How PostgreSQL processes queries and how to analyze them

With the application layer being the visible portion of a website, optimizing the database that powers the application can be critical to its performance, manageability, and scalability. Understanding how the database processes a query to return requested rows can help the application developer pinpoint bottlenecks to enhance troubleshooting efforts.

A query in PostgreSQL is declarative, meaning the SQL statement tells the database what data to return, but not how. PostgreSQL uses a client-server protocol when sending query text from client to server, and returns the full result no matter how many rows it contains. PostgreSQL runs queries in a specific order—but this is nuanced, because PostgreSQL supports concurrent query runs and relies on multi-version concurrency control (MVCC) to manage this ordering. Understanding this order is important for application developers and database administrators because it gives insight into how PostgreSQL chooses a query path, and helps pinpoint where prospective database complications may originate.

In Part 1 of this series, we discussed core PostgreSQL concepts, when and how to change parameters, database behavior, and their best practices. In this post, we discuss more PostgreSQL key concepts, including simple query protocol, explain plans, how to read explain plans, and tools to visualize these plans in Amazon Relational Database Service (Amazon RDS) for PostgreSQL and Amazon Aurora PostgreSQL-Compatible Edition.

Statements, commands, and clauses

An executable line of query code in PostgreSQL is called a SQL statement. Statements provide the overall structure and organization for performing actions on a database. You may also refer to a statement as a command; some common SQL commands are SELECT, UPDATE, and DELETE. Clauses are used to filter, define, or modify conditions and can’t be run on their own, but when combined together, are runnable. By using these components together, application developers and database administrators can query databases to retrieve or change desired information.

Simple query protocol

Simple query protocol, often called query run stages, is the method of collecting query text from PostgreSQL’s frontend and processing on the backend. The stages of simple query protocol outline the order in which clauses of a query are evaluated, and almost all SQL commands are considered simple queries. The order of the query stages are as follows:

Parsing and analyzing
Transformation
Planning
Execution

Knowing what happens during these stages can help diagnose why a query won’t run or runs slowly, and can help you optimize queries to run faster. The psql command line utility uses this protocol exclusively to process queries.

Query processing

In PostgreSQL, running a query involves several stages orchestrated to efficiently retrieve and process data. The parser first checks the syntax and processes the SQL query into an internal tree structure. The query is then transformed into a query plan by the optimizer, which evaluates various strategies in order to determine the most efficient approach based on database statistics, indexes, and constraints. This plan then becomes a detailed blueprint outlining how PostgreSQL will access and join tables, filter rows, and perform any required sorts or aggregations. While the query is running, the executor starts fetching and processing data according to the chosen query plan, using buffer caches and running all the required steps (scanning tables, applying filters, and aggregating results). Finally, the results are assembled and returned to the client. Throughout these stages, the PostgreSQL planner and executor work in tandem to achieve optimal performance by utilizing indexes, minimizing disk access, and efficiently using database resources.

EXPLAIN

EXPLAIN is a command to graphically display the plan PostgreSQL’s query planner/optimizer selected, and can be used to evaluate query performance. To produce an explain plan, PostgreSQL inspects the query and returns the plan chosen by the optimizer. EXPLAIN can only be used for SELECT, INSERT, DELETE, UPDATE, AS, and DECLARE (CURSOR) statements.

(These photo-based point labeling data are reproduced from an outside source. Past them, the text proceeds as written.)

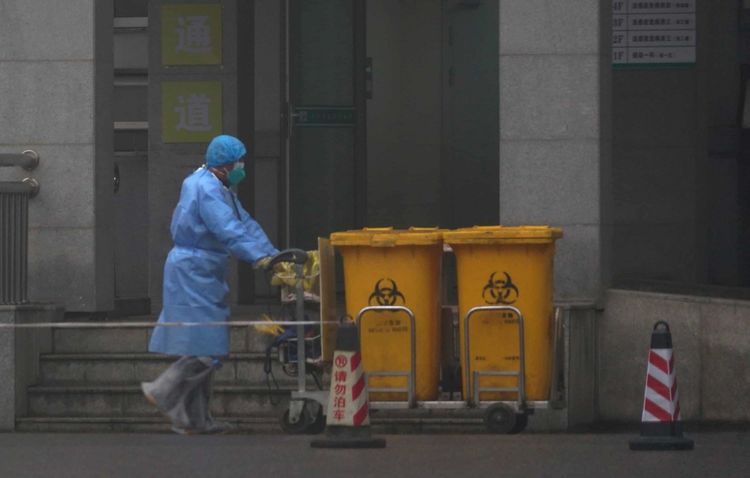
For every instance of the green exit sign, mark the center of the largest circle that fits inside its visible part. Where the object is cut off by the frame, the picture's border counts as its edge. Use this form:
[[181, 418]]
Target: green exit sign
[[324, 116]]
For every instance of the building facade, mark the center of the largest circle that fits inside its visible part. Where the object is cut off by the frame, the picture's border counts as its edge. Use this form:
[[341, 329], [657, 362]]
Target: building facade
[[396, 113]]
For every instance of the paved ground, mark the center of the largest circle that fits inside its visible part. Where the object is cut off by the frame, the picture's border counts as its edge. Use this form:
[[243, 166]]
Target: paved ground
[[724, 454]]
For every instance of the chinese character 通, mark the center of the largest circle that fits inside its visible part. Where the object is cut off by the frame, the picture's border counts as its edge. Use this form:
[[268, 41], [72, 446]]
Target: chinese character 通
[[193, 34]]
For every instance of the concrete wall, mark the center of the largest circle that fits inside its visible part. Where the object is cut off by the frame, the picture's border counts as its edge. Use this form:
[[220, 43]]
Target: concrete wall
[[674, 167], [711, 340], [554, 131], [56, 81]]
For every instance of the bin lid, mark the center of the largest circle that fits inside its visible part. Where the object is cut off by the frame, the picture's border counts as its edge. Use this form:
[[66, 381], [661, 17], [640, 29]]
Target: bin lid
[[388, 237], [503, 235]]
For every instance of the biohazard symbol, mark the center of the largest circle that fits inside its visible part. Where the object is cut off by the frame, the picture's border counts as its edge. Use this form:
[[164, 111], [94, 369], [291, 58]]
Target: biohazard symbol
[[499, 291], [386, 293]]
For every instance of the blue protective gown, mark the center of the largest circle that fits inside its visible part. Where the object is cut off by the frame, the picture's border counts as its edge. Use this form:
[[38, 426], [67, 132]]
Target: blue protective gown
[[208, 225]]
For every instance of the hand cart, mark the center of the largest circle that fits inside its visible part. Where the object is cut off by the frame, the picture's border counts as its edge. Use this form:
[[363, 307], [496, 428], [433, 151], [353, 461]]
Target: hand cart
[[306, 407]]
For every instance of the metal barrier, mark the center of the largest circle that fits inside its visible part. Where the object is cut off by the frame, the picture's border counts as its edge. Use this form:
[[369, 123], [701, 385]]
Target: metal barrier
[[14, 227]]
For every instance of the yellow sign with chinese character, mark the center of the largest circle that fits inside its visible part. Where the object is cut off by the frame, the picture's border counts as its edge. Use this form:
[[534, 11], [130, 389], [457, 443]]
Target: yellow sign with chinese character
[[191, 34], [190, 111]]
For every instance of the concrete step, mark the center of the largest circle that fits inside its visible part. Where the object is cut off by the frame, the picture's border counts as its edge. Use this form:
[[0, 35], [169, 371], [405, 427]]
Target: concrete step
[[244, 425], [261, 424], [97, 369], [128, 401], [129, 340]]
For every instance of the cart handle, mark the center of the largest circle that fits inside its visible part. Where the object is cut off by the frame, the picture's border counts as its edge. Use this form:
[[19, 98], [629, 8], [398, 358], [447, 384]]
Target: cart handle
[[297, 256]]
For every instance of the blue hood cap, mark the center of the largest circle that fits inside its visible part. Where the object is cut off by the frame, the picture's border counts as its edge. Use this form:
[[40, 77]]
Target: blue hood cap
[[224, 149]]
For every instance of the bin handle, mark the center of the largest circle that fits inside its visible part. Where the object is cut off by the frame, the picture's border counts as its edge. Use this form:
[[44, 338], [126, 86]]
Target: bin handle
[[521, 351], [413, 332]]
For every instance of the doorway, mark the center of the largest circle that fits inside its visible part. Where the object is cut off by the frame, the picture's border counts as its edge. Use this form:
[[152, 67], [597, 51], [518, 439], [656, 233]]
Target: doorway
[[390, 115]]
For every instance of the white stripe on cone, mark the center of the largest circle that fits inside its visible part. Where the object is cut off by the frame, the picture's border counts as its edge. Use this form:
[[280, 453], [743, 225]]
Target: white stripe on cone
[[347, 402], [661, 400]]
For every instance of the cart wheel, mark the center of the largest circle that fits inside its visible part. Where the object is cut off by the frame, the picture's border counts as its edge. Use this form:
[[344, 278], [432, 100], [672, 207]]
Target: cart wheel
[[296, 428], [521, 421], [500, 418]]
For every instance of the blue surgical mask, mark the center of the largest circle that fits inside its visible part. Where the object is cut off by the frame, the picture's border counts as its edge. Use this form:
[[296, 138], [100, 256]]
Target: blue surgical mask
[[237, 174]]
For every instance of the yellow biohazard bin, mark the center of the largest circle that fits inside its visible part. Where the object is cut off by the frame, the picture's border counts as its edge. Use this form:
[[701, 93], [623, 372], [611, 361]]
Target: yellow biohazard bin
[[499, 265], [383, 266]]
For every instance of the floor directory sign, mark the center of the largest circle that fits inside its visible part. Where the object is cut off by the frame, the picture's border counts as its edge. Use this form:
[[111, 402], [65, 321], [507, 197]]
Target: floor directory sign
[[653, 32]]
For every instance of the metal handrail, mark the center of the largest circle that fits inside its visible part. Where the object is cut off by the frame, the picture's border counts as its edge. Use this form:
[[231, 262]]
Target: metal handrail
[[27, 160], [29, 186], [412, 374], [474, 397]]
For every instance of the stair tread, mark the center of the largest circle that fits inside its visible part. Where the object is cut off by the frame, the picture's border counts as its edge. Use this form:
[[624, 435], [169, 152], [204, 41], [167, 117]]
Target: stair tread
[[137, 356], [138, 419], [135, 388]]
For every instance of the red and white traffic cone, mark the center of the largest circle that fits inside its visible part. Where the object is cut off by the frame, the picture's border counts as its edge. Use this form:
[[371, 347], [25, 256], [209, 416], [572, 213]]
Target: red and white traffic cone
[[348, 415], [661, 428]]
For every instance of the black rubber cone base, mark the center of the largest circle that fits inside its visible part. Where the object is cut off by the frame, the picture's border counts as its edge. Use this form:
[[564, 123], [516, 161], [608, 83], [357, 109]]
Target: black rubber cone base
[[348, 437], [661, 443]]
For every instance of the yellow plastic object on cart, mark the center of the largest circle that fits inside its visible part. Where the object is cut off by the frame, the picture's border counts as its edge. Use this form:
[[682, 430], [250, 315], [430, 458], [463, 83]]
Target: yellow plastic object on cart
[[383, 266], [513, 266]]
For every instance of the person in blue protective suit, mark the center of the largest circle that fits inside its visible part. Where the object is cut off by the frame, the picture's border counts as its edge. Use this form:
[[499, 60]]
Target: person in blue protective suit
[[208, 226]]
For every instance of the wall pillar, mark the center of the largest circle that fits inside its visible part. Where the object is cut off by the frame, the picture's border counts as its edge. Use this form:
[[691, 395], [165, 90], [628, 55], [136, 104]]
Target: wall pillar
[[555, 137], [55, 81]]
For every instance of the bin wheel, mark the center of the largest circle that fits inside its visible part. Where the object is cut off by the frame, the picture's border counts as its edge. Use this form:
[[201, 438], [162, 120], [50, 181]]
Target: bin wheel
[[300, 426], [521, 421], [500, 418]]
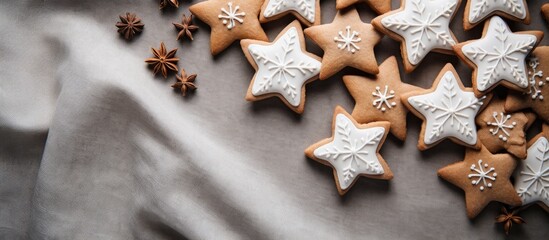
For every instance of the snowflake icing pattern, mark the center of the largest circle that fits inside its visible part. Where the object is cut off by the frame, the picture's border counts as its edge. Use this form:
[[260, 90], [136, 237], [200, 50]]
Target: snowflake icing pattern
[[427, 28], [503, 57], [482, 174]]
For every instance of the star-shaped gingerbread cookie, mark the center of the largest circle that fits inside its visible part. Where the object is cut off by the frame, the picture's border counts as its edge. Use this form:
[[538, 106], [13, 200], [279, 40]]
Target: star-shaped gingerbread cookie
[[283, 67], [538, 88], [347, 41], [499, 56], [379, 98], [484, 177], [306, 11], [352, 151], [532, 174], [230, 20], [477, 11], [421, 26], [448, 110], [379, 6], [498, 130]]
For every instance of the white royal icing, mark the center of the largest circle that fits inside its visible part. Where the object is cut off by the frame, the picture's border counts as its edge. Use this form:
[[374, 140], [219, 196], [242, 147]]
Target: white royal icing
[[424, 25], [532, 175], [305, 8], [500, 125], [536, 79], [348, 40], [482, 175], [500, 55], [231, 15], [449, 111], [283, 67], [353, 151], [479, 9], [383, 98]]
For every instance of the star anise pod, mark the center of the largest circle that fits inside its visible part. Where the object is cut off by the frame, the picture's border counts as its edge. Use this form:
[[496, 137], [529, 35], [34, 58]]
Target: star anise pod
[[186, 27], [163, 60], [508, 218], [185, 82], [165, 3], [129, 25]]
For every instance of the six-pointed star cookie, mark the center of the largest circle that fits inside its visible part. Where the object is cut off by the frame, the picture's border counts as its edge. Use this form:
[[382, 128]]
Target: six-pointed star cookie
[[478, 10], [421, 26], [484, 177], [230, 20], [352, 151], [538, 77], [282, 67], [379, 6], [500, 130], [448, 110], [378, 98], [499, 56], [347, 41], [307, 11], [532, 174]]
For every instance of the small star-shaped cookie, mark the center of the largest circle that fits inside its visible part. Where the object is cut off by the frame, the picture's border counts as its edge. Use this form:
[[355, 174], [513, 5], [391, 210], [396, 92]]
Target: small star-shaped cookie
[[484, 177], [499, 56], [230, 20], [448, 110], [306, 11], [352, 151], [421, 26], [498, 130], [478, 10], [347, 41], [532, 174], [538, 88], [379, 6], [283, 67], [378, 98]]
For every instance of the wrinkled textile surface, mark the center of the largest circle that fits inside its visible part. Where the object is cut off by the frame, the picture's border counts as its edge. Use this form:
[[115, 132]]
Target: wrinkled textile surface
[[92, 146]]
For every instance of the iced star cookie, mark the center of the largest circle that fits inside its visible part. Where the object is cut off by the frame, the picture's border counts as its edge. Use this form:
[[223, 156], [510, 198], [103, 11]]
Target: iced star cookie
[[499, 56], [283, 67], [448, 110], [347, 42], [306, 11], [484, 177], [532, 174], [379, 98], [352, 151], [421, 26], [538, 88], [499, 130], [379, 6], [230, 20], [477, 11]]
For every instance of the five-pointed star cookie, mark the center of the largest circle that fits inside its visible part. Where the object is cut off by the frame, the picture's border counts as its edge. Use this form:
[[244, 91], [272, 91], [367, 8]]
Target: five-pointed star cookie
[[532, 174], [448, 110], [306, 11], [379, 6], [484, 177], [499, 56], [478, 10], [538, 90], [283, 67], [421, 26], [230, 20], [378, 98], [498, 130], [352, 151], [347, 41]]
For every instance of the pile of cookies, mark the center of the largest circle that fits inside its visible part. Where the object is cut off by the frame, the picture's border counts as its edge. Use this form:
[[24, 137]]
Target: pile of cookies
[[491, 128]]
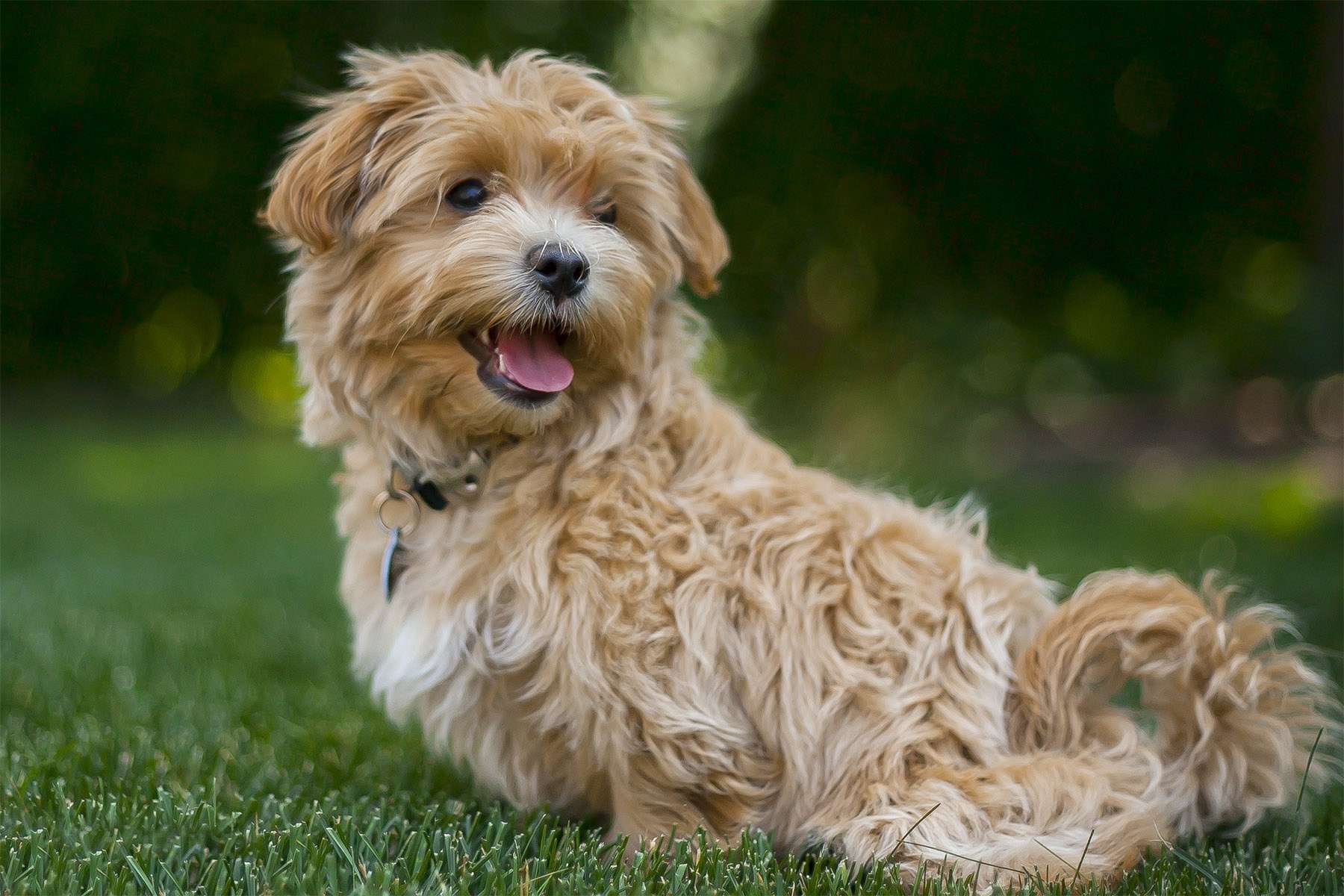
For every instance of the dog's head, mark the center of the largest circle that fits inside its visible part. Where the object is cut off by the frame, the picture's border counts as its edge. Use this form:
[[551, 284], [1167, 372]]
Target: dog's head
[[477, 250]]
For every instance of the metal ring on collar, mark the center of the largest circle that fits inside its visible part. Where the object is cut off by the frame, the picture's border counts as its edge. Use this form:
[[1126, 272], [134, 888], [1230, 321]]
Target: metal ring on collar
[[399, 496]]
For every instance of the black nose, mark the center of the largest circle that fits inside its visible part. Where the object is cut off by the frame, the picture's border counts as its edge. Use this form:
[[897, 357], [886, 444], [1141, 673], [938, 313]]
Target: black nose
[[559, 270]]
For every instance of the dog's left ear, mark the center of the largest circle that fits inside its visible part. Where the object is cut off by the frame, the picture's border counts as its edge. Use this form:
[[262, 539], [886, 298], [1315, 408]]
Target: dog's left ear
[[697, 234], [700, 238]]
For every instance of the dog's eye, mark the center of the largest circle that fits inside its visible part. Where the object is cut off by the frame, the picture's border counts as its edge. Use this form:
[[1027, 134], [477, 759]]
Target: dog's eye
[[468, 195]]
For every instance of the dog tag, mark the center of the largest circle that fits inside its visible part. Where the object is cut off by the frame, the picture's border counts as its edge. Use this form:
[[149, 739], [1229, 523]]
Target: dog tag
[[391, 568], [403, 505]]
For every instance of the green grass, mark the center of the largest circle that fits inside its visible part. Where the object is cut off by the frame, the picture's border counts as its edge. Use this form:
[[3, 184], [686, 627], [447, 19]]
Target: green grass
[[178, 714]]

Explain plan nodes are returned as an inverted tree graph. The first line of the response is the last unit of work performed, and the first step run is displayed at the bottom. Going up in the plan displays the intermediate result sets that are fed to the parent going up. The top of the query plan is the final step that return results to the client.

Each node is preceded by ->. Nodes with the same indentation are on the same level and may or may not be run in parallel; for example, joins. Investigating nodes and their costs can help you identify inefficient operations in the query run to focus performance-tuning efforts.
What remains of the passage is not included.